Mein Aufschrei fand ein bizarres Echo im erschrockenen Gekreische eines plötzlich erwachten Vogels, dem andere Vogelstimmen folgten. Mein durch ihre Stimmen vervielfachter Aufschrei war wie eine Befreiung. Ich warf die unerträgliche Spannung ab, die mich wie in eine Zwangsjacke eingeschnürt gehalten hatte. Als Antwort riss der Leopard sein zahnbewehrtes Maul weit auf, stöhnte mir noch einmal sein bellendes Fauchen entgegen. Dann sprang er mit einem geschmeidigen Satz, einer aus dem Nichts kommenden federnden Bewegung, von seinem Ast. Seitwärts, mit dem Schwanz das Gleichgewicht ausbalancierend. Sofort verschluckte die Dämmerung seinen Körper.
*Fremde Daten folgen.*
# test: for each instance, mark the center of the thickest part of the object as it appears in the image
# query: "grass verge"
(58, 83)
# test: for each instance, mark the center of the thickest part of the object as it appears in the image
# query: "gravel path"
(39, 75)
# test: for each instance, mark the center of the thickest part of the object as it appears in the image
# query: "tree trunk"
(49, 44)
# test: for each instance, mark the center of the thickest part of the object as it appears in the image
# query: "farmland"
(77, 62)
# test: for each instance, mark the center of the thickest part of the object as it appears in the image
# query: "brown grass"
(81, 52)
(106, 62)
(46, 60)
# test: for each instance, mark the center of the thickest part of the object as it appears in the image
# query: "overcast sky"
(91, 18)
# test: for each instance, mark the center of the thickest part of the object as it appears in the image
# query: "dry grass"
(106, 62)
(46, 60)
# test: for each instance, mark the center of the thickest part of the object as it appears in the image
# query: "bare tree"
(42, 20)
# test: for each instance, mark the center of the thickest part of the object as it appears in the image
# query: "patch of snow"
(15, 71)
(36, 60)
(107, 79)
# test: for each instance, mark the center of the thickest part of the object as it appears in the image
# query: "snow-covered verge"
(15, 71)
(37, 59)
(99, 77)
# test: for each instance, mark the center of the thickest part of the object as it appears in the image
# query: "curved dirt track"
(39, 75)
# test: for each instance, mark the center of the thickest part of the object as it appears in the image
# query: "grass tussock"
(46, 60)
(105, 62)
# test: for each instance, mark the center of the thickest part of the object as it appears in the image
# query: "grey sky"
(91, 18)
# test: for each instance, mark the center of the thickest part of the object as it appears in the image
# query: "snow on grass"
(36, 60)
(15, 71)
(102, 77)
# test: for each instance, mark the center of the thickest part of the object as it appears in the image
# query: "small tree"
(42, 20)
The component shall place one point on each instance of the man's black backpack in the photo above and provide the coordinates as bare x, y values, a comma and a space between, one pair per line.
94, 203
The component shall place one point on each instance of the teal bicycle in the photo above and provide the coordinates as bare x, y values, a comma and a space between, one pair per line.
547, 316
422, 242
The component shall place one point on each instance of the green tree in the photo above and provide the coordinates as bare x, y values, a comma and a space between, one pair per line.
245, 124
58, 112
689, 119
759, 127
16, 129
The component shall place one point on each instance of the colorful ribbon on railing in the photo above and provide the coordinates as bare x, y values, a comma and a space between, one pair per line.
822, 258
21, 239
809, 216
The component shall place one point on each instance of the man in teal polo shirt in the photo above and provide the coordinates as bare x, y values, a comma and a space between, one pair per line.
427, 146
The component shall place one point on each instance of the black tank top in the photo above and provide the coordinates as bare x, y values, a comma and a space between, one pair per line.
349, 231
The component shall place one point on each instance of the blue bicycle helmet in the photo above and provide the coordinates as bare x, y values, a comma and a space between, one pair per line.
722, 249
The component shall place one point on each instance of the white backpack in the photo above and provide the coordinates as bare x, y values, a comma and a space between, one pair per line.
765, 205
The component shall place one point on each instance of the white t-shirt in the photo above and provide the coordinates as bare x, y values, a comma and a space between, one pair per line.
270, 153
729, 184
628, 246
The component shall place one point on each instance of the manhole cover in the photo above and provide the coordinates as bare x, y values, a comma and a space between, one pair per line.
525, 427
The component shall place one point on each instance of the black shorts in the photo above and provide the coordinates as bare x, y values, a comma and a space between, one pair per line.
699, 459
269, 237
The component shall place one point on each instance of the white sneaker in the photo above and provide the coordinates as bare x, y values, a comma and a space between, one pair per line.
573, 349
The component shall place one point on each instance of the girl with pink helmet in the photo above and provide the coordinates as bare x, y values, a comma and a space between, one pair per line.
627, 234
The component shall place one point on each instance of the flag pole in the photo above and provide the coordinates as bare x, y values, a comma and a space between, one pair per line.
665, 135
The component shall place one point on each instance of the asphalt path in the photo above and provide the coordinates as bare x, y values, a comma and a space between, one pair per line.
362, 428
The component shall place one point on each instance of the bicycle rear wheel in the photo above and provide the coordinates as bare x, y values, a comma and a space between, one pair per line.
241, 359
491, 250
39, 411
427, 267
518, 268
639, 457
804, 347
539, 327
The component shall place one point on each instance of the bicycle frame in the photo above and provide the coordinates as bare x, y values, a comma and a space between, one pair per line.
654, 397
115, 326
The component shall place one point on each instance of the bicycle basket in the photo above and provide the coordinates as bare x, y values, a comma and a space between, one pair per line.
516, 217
Die Hände abgestützt rutschte ich langsam am Stamm hoch, bis ich stand. Sekundenlang hörte ich noch das Knacken von Ästen, das Rascheln des Laubs. Ich stolperte los, über Wurzeln und abgestorbene Bäume, der diffus aus dem Osten einfallenden Helligkeit des beginnenden Morgens entgegen. Ich hatte in diesem urwüchsigen Chaos keinerlei Orientierung. Irgendwann sah ich Wasser zwischen den Bäumen schimmern, eine glitzernd ruhende Oberfläche klar wie ein Spiegel: der breite Seitenarm eines Flusses. Zu meinen Füßen die beruhigende Weite der Wasseroberfläche, hinter mir die bedrückende Dichte des Waldes. Langsam kniete ich mich hin, sah mich vorsichtig und aufmerksam um.

1.-leo12

Mein Lebensretter
Er war vor mir angekommen. Den muskulösen Hals weit vorgestreckt, während sein Körper angespannt auf sehnigen Beinen ruhte, trank er das Wasser. Ganz ruhig. Nur kurz unterbrach er, drehte den Kopf in meine Richtung, als wollte er mir höhnisch zunicken: Na, auch schon da? Dann trank er gelassen weiter. Er war nicht schwarz, wie ich zuerst angenommen hatte. Die ersten Strahlen der Sonne zeigten sein dezent geflecktes Fell, wie mit einem dunklen Netz überzogen. Ein Meister der Tarnung, der sich seiner Umgebung des ständigen Wechselspiels von Licht und Schatten frappierend angepasst hatte. Nach einem letzten, etwas abschätzigen Blick in meine Richtung, federte er mit wenigen langen Sprüngen in den Urwald zurück. Dorthin, wo er zuhause war und wohin ich mich verlaufen hatte.